The Culture of Opera Buffa in Mozart's Vienna: A Poetics of Entertainment

By Mary Hunter | Go to book overview

INTRODUCTION

THEATRICAL CONVERSATIONS

To the Burgtheater audience watching Da Ponte and Mozart's Le nozze di Figaro in the spring of 1786, the spectacle of Susanna fending off the unwelcome advances of the Count and finally achieving happiness with Figaro would have seemed quite familiar, notwithstanding the many and well-advertised novelties of the work.1 Many, if not most, audience members would have known Le mariage de Figaro, the play by Pierre Augustin Caron de Beaumarchais on which the opera is based, as by the end of 1785 it had been published in German translation and was in any case something of a cause célèbre.2 The audience could also have recognized Figaro himself and the Count and Countess Almaviva from Petrosellini and Paisiello's Il barbiere di Siviglia, a setting of the first play in Beaumarchais's trilogy, which had enjoyed its thirty-eighth performance at the Burgtheater only three months before the premiere of Figaro.3 Regulars at the Burgtheater would also have recognized the more general theme of a virtuous lowerclass woman importuned by a nobleman and eventually allowed to return to her proper lover.

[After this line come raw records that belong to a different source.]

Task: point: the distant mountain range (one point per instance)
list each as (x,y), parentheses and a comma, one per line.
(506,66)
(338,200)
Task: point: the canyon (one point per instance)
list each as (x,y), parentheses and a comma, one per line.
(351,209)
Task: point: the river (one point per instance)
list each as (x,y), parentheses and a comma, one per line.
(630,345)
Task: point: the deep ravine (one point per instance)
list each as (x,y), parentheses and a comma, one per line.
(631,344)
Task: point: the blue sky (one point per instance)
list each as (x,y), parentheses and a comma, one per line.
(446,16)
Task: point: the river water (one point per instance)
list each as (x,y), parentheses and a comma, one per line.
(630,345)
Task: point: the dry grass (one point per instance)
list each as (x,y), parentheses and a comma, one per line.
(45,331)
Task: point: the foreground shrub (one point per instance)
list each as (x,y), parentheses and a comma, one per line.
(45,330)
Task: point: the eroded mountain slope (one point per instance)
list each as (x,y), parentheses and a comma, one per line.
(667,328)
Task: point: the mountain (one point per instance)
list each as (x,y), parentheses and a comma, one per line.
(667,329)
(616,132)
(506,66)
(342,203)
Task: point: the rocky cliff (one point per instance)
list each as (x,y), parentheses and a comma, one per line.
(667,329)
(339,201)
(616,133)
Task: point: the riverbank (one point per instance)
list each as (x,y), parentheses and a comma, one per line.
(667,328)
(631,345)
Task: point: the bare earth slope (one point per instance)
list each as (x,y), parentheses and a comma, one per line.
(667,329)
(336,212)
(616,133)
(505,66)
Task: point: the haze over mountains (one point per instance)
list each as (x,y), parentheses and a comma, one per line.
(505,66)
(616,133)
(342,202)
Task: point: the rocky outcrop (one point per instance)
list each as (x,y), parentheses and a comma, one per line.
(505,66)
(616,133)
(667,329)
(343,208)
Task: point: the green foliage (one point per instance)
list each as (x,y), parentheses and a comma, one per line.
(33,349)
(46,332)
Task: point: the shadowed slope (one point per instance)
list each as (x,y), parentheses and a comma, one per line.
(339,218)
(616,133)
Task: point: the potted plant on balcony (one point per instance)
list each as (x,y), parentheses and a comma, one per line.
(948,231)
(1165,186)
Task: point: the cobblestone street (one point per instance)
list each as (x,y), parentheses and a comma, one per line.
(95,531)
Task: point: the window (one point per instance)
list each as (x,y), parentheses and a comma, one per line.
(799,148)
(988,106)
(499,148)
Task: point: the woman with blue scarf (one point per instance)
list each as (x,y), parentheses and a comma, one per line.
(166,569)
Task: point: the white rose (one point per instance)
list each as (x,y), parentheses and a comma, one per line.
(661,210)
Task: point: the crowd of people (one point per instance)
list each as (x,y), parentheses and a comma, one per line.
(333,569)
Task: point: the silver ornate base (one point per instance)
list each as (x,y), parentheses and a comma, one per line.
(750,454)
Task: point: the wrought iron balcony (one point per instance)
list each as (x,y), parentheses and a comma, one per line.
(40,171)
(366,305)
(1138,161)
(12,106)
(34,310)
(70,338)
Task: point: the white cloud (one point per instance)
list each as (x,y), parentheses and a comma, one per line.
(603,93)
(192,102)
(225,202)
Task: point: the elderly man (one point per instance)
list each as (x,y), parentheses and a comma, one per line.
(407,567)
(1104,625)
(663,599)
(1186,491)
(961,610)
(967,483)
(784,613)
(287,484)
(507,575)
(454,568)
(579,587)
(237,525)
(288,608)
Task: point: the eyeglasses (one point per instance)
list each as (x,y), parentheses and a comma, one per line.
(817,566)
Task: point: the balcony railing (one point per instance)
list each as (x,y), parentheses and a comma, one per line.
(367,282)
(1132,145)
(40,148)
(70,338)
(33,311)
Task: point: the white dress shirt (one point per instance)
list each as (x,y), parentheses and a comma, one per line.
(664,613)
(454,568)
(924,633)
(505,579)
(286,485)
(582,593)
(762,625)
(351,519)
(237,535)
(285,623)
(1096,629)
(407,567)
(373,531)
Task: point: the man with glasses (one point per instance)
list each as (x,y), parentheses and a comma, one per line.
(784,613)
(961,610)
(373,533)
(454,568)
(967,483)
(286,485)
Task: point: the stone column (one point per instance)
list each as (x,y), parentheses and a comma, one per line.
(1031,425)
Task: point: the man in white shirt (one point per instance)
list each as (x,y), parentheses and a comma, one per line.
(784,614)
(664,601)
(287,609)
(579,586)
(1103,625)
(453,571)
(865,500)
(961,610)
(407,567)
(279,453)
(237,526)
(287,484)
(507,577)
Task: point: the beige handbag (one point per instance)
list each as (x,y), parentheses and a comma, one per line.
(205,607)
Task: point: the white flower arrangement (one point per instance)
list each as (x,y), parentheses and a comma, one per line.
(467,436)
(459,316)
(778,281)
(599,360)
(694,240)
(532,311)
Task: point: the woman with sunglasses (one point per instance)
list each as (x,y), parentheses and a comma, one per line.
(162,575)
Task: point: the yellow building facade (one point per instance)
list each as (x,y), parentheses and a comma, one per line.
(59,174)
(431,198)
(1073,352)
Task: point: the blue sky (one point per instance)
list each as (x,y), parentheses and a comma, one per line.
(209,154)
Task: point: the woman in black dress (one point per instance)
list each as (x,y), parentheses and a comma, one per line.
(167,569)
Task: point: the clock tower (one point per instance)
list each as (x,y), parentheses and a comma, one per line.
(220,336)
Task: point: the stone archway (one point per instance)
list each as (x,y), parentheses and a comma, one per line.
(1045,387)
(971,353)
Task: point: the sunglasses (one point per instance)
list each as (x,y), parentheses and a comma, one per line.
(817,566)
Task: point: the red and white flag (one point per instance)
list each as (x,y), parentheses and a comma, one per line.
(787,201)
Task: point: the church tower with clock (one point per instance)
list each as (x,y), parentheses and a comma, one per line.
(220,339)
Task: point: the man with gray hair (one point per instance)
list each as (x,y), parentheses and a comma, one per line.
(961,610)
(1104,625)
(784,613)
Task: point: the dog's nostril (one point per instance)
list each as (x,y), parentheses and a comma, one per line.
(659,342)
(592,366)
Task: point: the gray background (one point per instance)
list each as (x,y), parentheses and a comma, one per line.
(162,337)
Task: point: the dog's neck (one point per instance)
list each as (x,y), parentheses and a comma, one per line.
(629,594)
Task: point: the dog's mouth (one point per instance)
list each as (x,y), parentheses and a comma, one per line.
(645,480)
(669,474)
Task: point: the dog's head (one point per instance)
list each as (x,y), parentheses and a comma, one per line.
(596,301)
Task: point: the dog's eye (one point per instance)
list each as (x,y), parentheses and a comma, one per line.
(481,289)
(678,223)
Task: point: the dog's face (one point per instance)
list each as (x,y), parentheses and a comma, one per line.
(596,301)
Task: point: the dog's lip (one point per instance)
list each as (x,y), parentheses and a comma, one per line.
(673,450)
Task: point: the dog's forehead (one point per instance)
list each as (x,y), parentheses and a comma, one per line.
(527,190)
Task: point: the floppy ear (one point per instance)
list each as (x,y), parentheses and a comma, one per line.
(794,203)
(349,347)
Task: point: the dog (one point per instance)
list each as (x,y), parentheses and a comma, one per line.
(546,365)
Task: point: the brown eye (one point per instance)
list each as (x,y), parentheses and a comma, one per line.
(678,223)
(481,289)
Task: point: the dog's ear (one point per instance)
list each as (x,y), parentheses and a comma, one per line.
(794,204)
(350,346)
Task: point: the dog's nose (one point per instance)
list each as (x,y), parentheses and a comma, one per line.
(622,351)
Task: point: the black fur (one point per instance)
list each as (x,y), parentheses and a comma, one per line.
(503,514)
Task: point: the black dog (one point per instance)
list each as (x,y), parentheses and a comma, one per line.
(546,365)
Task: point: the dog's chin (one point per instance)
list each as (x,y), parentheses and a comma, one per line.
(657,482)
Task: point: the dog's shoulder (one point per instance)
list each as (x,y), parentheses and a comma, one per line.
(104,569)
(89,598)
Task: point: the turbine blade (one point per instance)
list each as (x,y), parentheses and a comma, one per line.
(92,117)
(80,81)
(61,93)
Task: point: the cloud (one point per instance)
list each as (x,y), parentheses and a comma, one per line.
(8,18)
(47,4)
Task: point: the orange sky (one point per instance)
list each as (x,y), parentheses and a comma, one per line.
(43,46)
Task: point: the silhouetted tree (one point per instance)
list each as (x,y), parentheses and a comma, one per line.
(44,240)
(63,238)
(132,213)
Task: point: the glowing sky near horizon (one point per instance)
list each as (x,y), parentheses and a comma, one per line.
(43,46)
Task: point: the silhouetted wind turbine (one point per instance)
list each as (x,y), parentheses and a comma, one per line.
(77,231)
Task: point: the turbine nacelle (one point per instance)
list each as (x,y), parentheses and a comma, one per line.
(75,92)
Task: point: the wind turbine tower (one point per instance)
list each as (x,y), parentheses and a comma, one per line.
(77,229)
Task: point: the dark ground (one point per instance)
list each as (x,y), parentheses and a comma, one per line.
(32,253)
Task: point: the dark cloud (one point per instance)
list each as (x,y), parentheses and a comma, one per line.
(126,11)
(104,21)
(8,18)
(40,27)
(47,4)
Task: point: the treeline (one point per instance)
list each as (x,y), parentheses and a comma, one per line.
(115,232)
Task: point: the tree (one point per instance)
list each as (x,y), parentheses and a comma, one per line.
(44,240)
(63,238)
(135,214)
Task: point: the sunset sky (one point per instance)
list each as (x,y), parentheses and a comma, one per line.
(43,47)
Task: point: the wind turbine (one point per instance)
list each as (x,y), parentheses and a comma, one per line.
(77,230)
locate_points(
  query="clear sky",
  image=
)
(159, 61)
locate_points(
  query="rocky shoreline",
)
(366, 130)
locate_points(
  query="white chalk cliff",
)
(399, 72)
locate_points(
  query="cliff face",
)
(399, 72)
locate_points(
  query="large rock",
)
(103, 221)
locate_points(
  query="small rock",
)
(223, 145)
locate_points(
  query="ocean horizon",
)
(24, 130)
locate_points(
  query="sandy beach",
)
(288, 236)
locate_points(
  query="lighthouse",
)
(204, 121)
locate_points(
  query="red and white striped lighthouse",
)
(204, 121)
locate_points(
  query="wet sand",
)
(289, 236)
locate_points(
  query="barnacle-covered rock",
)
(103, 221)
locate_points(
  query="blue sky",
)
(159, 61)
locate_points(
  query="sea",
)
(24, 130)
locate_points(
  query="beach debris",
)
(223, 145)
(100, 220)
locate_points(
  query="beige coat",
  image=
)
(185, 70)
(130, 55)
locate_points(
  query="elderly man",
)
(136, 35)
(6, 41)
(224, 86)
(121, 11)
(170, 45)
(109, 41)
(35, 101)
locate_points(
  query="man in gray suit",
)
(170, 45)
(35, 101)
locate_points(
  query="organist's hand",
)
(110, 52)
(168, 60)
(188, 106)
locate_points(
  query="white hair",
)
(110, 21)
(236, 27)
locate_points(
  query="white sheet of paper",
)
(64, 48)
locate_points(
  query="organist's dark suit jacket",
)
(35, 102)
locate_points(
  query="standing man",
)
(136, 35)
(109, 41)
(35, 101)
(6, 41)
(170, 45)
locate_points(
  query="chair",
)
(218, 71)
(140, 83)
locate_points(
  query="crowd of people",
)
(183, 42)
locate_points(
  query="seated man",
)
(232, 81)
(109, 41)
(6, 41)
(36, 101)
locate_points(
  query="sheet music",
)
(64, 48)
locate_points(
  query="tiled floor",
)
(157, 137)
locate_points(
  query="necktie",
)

This theme was quite frequently played out on the Burgtheater stage; in May 1786 its most recent instantiations had been Bertati and Bianchi's La villanella rapita, for which Mozart wrote two insertion ensembles,4 and Sarti's Fra i due litiganti, played only five days before Figaro. Three months after the premiere of Figaro, but before it had finished its first run,5 the importuning-nobleman theme was replayed in Bertati and Sarti's I finti eredi, whose Viennese version included an inserted aria by Francesco Piticchio6 in which the lower-class lover, Pierotto, ex

____________________
1
In the preamble to the 1786 libretto, Da Ponte describes Le nozze di Figaro as a “quasi nuovo genere di spettacolo.” Warburton, Libretti, vol. 3, The Mozart–Da Ponte Operas, p. 6.
2
Daniel Heartz, “From Beaumarchais to Da Ponte,” in Mozart's Operas, edited, with contributing essays, by Thomas Bauman (Berkeley: University of California Press, 1990) p. 108, notes that Joseph II allowed a German translation of the play to be published even as he was forbidding a staged production by Schikaneder's troupe. See also Tim Carter, W. A. Mozart: “Le nozze di Figaro” (Cambridge: Cambridge University Press, 1987) p. 35.
3
Michtner, DAB, p. 484, lists the most recent Burgtheater performance of Paisiello's opera before the May 1 premiere of Figaro as occurring on Feb. 1, 1786.
4
It played between November 1785 and February 17, 1786. Dates are from Michtner, DAB, p. 484.
5
Figaro premiered on May 1, 1786, and had eight more performances between then and November 18. I finti eredi premiered on August 1 and had seven more performances between then and December 8 (Michtner, DAB, pp. 485–89).
6
Piticchio seems to have been resident in Vienna from 1786 to 1791. (s.v. “Piticchio” in NGO). Da Ponte wrote one complete libretto, Il Bertoldo, for him, which had eight performances in 1787. Da Ponte described him as “a man of little intelligence and imperceptible (scarsissima) musical talent,” a judgment contrasting sharply with Gerber's, who found his music “passionate” and interesting. The aria in question is competent but not passionate.